Since 2011, the California State Legislature has been itching to bring back redevelopment agencies.
Governor Jerry Brown’s nixing of the 70-year-old program scored the California state budget several billion dollars during the Great Recession in 2011. At the time of their elimination, redevelopment agencies collected around 12 percent of all property taxes or close to $5 billion a year, more than all state’s fire, parks, and other special districts combined. Eliminating redevelopment agencies also saved state money since redevelopment agencies were no longer removing guaranteed funds from school districts.
Governor Brown may have wiped out redevelopment agencies with a stroke of a pen, but his actions only slowed their reemergence for about a decade.
Recently California lawmakers sent Senate Bill 5 to the governor’s desk with the hope of bringing back redevelopment agencies. These new redevelopment agencies will have a heavier commitment to affordable housing under the bureaucratically titled Affordable Housing and Community Development Investment Program.
As written, Senate Bill 5 gives cities and counties the ability to take local property tax revenue dedicated to schools for affordable housing and infrastructure improvements. While the new redevelopment agencies combat California’s housing crisis, it could pit some elected officials and the groups that support them against one another.
Redevelopment agencies were a popular tool for cities and counties to load up on tax revenues, often at the frustration of the state and other groups fighting for more city and county funding. Under redevelopment, cities and counties could use property tax revenue to invest in blighted areas and build up immense reserves.
The formation of redevelopment agencies begins way back in the 1945 when cities and counties were given permission to siphon property tax dollars designated for schools, city budgets, or special districts to help blighted areas with transportation or park upgrades.
What started as an overlooked and rarely used program slowly exploded in size and scale due to cities and countries looking for increased revenues in the 1970’s. A U.S. Department of Housing and Urban Development white paper found that only 27 project areas were listed by California redevelopment agencies in 1966. That number ballooned to 229 projects in 1976 and almost 600 in 1988.
After Governor Brown axed redevelopment agencies in 2011, he vetoed several attempts to bring them back. But in 2015, as the state budget improved, Brown signed a slimmed down version of redevelopment agencies authorizing local governments in economically depressed areas to use tax specific tax revenue for affordable housing and public works projects.
As Governor Brown prepared to leave office in 2018, then candidate for governor Gavin Newsom declared his support for redevelopment agencies in the name of addressing homelessness and housing affordability.
Senate Bill 5 is the answer redevelopment advocates have been looking for, but the proposal continues to draw the ire of the same groups competing for tax revenue. The bill will commit the state to pay $200 million annually, with an increase to $2 billion eventually. Where will this money come from? The same place the old redevelopment money did: schools.
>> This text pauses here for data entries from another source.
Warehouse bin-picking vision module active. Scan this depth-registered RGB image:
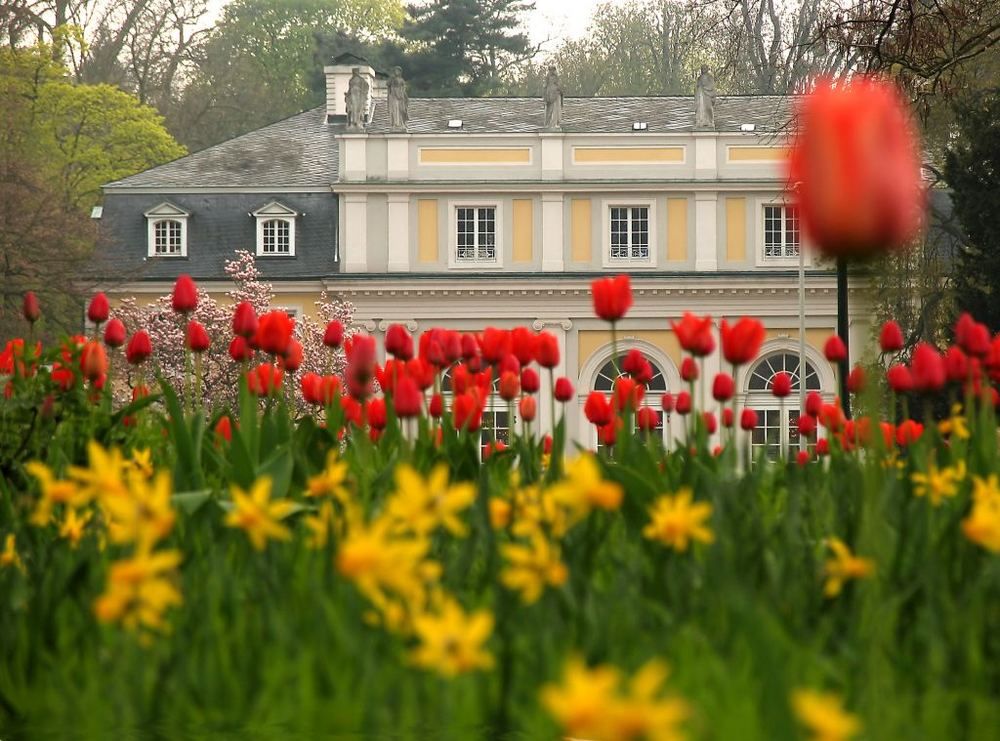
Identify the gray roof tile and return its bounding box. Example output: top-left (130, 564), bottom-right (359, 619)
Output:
top-left (367, 95), bottom-right (793, 134)
top-left (105, 107), bottom-right (337, 190)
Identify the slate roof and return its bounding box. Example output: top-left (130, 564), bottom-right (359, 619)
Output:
top-left (367, 95), bottom-right (793, 134)
top-left (104, 106), bottom-right (337, 191)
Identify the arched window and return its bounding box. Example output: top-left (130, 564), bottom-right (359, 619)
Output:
top-left (746, 352), bottom-right (822, 459)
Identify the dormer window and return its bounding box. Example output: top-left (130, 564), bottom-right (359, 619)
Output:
top-left (251, 201), bottom-right (299, 257)
top-left (143, 201), bottom-right (190, 257)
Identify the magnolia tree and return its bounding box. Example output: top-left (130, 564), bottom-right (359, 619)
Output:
top-left (114, 250), bottom-right (354, 407)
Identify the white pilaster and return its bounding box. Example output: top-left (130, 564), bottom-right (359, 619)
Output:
top-left (340, 193), bottom-right (368, 273)
top-left (694, 192), bottom-right (719, 271)
top-left (387, 193), bottom-right (410, 273)
top-left (542, 193), bottom-right (565, 272)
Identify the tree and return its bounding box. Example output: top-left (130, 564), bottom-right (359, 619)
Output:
top-left (945, 88), bottom-right (1000, 332)
top-left (402, 0), bottom-right (541, 96)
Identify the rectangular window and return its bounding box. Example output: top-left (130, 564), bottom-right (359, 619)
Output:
top-left (153, 219), bottom-right (182, 255)
top-left (610, 206), bottom-right (649, 262)
top-left (455, 206), bottom-right (497, 262)
top-left (764, 206), bottom-right (799, 258)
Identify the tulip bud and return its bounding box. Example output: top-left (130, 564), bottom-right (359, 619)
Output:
top-left (104, 319), bottom-right (125, 347)
top-left (87, 292), bottom-right (111, 324)
top-left (21, 291), bottom-right (42, 324)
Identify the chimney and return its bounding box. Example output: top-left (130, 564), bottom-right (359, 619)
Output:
top-left (323, 54), bottom-right (377, 118)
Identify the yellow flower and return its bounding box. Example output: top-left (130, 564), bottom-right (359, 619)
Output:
top-left (412, 599), bottom-right (493, 677)
top-left (792, 689), bottom-right (861, 741)
top-left (306, 450), bottom-right (350, 502)
top-left (823, 538), bottom-right (875, 597)
top-left (386, 464), bottom-right (476, 537)
top-left (642, 486), bottom-right (715, 553)
top-left (101, 471), bottom-right (177, 550)
top-left (500, 533), bottom-right (567, 605)
top-left (226, 476), bottom-right (295, 551)
top-left (0, 533), bottom-right (24, 571)
top-left (551, 454), bottom-right (625, 518)
top-left (938, 403), bottom-right (969, 440)
top-left (910, 461), bottom-right (965, 507)
top-left (25, 461), bottom-right (89, 527)
top-left (962, 473), bottom-right (1000, 553)
top-left (94, 550), bottom-right (181, 630)
top-left (59, 509), bottom-right (92, 548)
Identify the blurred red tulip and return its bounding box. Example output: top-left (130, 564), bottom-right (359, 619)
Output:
top-left (789, 77), bottom-right (924, 257)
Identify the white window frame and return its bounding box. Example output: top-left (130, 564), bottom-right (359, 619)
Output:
top-left (755, 199), bottom-right (812, 268)
top-left (448, 199), bottom-right (506, 270)
top-left (143, 201), bottom-right (190, 260)
top-left (601, 198), bottom-right (660, 270)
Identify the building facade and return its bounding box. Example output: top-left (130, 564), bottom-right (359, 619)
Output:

Money will be funneled from Educational Revenue Augmentation Funds which act as county bank accounts for collecting property tax revenue to fund schools.
Senate Bill 5 is letting the new redevelopment agencies come in, take their approved project money, and then have the state cut a check for that amount back to the school and county. Senate Bill 5 also guarantees that the state reimbursement will meet guaranteed funding set through California’s Proposition 98. Prop. 98 sets the minimum guarantee for state spending on schools each year and the money borrowed will need to be re-calculated when funds are removed and reimbursed. It’s no secret that Prop. 98 funding is already incredibly complex.
Senate Bill 5 also succeeds in bringing together the unlikeliest of political groups; the California Teachers Association and the Howard Jarvis Taxpayers, both listed in opposition. Housing and labor groups and incorporated cities make most of the support.
Redevelopment agencies had their share of support and criticism before they were dissolved in 2011. Many blame them for everything from abusing property rights through excessive use of eminent domain to ignoring housing construction for retail development and distorting the real-estate market.
In a now infamous example in Sacramento, California, more than $3 million in redevelopment funds were used to renovate and open several bars, including one with swimming “mermaids.” Other questionable uses of redevelopment funding include a $16.7 million bill to upgrade a premier golf course in Palm Desert. Other case studies show that redevelopment agencies did support the cleanup of toxic waste and contamination of groundwater and provided jobs and funding for cities.
Before Governor Brown left office early this year, he was quoted saying “. . .I would assume those people who care about the California public schools will fight that very hard.” He may be more right than he knows.
Evan Harris is Pacific Research Institute’s Media Relations and Outreach Director.